Print the name of the child you are applying for at the top pf the form. Print the name and address of the child care center the child attends, if not already pre-printed. Print the primary hours of care for your child. Circle the days of the week your child primarily attends the child care center and the meals that you expect your child to receive while in care: breakfast (BR), morning snack (MS), lunch (LU), afternoon snack (AS), supper (SU), and/or evening snack (ES)

IF ANY MEMBER OF YOUR HOUSEHOLD RECEIVES FOOD ASSISTANCE PROGRAM (FAP/SNAP) OR TEMPORARY ASSISTANCE FOR NEEDY FAMILIES (TANF) BENEFITS, FOLLOW THESE

INSTRUCTIONS: STEP 1: List all children age 18 and under that are supported with the household’s income, even if they are not related to you. Be sure to include the child listed at the top of the form. If there is not enough space to list all children, use a second form and attach the forms together. List the date of birth of each child. In the next three columns, circle Yes or No to answer each question for each child listed

STEP 2: Enter either the FAP/SNAP or TANF case number in the designated space. The case number will be on your letter of eligibility; it is not the number on your EBT card

STEP 3: Skip this step.

STEP 4: Enter your address and phone # (if available). An adult household member must sign the form. Print the name of the person who signed the form, then enter the date signed.

IF YOU ARE APPLYING FOR A FOSTER CHILD, FOLLOW THESE INSTRUCTIONS: With appropriate documentation, foster children are automatically eligible for free meals regardless of the income of the household where they reside. You have the option to provide the child care center with official documentation from the foster care agency or court that placed the child in the household, rather than completing this application. Should you choose to complete this application, and you are applying only for a foster child(ren), then only complete STEPS 1 and 4. If you are applying for foster and non-foster children, complete STEPS 1, 3, and 4. If completing STEP 3, do not include payments to the household for the care of the foster child(ren). See the instructions listed below for the applicable steps.

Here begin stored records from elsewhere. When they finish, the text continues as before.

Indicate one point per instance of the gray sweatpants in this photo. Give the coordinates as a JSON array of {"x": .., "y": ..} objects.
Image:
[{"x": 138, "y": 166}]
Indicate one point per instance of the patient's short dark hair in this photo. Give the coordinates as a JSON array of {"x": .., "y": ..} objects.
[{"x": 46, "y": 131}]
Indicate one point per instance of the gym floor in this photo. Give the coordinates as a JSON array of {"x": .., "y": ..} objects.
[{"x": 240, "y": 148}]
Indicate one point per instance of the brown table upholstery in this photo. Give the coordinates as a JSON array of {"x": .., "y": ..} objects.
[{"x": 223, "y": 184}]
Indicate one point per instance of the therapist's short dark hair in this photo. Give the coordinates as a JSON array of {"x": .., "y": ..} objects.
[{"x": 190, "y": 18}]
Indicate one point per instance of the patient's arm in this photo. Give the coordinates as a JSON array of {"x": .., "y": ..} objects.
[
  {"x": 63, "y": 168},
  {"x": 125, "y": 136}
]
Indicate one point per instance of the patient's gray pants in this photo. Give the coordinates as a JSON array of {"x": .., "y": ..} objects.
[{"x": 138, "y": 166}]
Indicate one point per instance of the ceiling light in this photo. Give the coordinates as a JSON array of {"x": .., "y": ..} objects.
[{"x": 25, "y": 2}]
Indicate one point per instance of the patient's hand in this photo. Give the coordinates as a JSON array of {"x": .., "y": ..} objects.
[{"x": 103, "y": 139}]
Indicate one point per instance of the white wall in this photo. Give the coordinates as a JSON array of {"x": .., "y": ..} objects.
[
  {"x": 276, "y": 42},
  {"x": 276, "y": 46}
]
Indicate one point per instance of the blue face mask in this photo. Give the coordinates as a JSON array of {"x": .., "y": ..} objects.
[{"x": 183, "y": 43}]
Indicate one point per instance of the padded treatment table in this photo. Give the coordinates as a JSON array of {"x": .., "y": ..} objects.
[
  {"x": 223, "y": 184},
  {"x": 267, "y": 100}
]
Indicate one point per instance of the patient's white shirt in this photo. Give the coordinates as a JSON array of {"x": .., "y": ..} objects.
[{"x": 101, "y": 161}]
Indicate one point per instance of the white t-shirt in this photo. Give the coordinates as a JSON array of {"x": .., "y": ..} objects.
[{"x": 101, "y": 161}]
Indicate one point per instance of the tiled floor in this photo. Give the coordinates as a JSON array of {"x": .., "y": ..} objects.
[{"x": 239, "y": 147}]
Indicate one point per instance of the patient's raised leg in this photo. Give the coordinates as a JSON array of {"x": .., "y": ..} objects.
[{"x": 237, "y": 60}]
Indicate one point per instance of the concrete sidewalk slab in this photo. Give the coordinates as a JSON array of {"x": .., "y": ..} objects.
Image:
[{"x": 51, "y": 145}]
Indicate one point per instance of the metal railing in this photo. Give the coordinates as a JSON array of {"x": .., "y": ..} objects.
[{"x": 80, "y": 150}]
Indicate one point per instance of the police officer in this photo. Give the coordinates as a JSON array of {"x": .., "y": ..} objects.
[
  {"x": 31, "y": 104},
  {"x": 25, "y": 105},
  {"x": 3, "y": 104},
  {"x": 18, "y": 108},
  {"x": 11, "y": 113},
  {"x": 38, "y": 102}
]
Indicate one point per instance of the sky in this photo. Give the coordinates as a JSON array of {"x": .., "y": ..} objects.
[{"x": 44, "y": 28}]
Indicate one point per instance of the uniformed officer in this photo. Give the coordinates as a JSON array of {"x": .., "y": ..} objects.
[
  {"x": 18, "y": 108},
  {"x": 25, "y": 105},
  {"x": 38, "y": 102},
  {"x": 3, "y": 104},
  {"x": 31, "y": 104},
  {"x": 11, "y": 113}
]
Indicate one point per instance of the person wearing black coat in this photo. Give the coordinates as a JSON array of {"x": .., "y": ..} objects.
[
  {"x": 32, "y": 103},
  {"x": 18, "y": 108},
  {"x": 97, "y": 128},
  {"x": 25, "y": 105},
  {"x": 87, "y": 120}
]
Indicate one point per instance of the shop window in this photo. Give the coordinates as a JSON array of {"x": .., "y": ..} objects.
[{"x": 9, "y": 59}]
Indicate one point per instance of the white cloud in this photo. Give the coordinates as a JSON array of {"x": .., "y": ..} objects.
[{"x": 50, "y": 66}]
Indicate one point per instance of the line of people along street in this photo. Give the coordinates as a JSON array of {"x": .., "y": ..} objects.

ALL OTHER HOUSEHOLDS, FOLLOW THESE INSTRUCTIONS: STEP 1: List all children age 18 and under that are supported with the household’s income, even if they are not related to you. Be sure to include the child listed at the top of the form. If there is not enough space to list all children, use a second form and attach the forms together. List the date of birth of each child. In the next three columns, circle Yes or No to answer each question for each child listed.

STEP 2: Skip this step. S

STEP 3: A. Enter the total income received by all children listed in STEP 1, then check how often the income is received. B. List all adults age 19 and older that are supported with the household’s income, even if they are not related to you and even if they receive no income. If there is not enough space to list all adults, use a second form and attach the forms together. For each adult, list the amount of income he/she regularly receives before taxes or anything else is taken out and circle how often the income is received (frequency) in the appropriate columns. If self-employed, list net income. See examples below for sources of income to report. For any adult with no income, write “none” or “zero.” Any income fields that are blank will also be counted as a zero (0). Enter the total number of household members (all children and adults), then list the last four digits of the social security number (SSN) of the adult completing/signing the application (or write NONE if he/she has no SSN).

STEP 4: Enter your address and phone # (if available). An adult household member must sign the form. Print the name of the person who signed the form, then enter the date signed.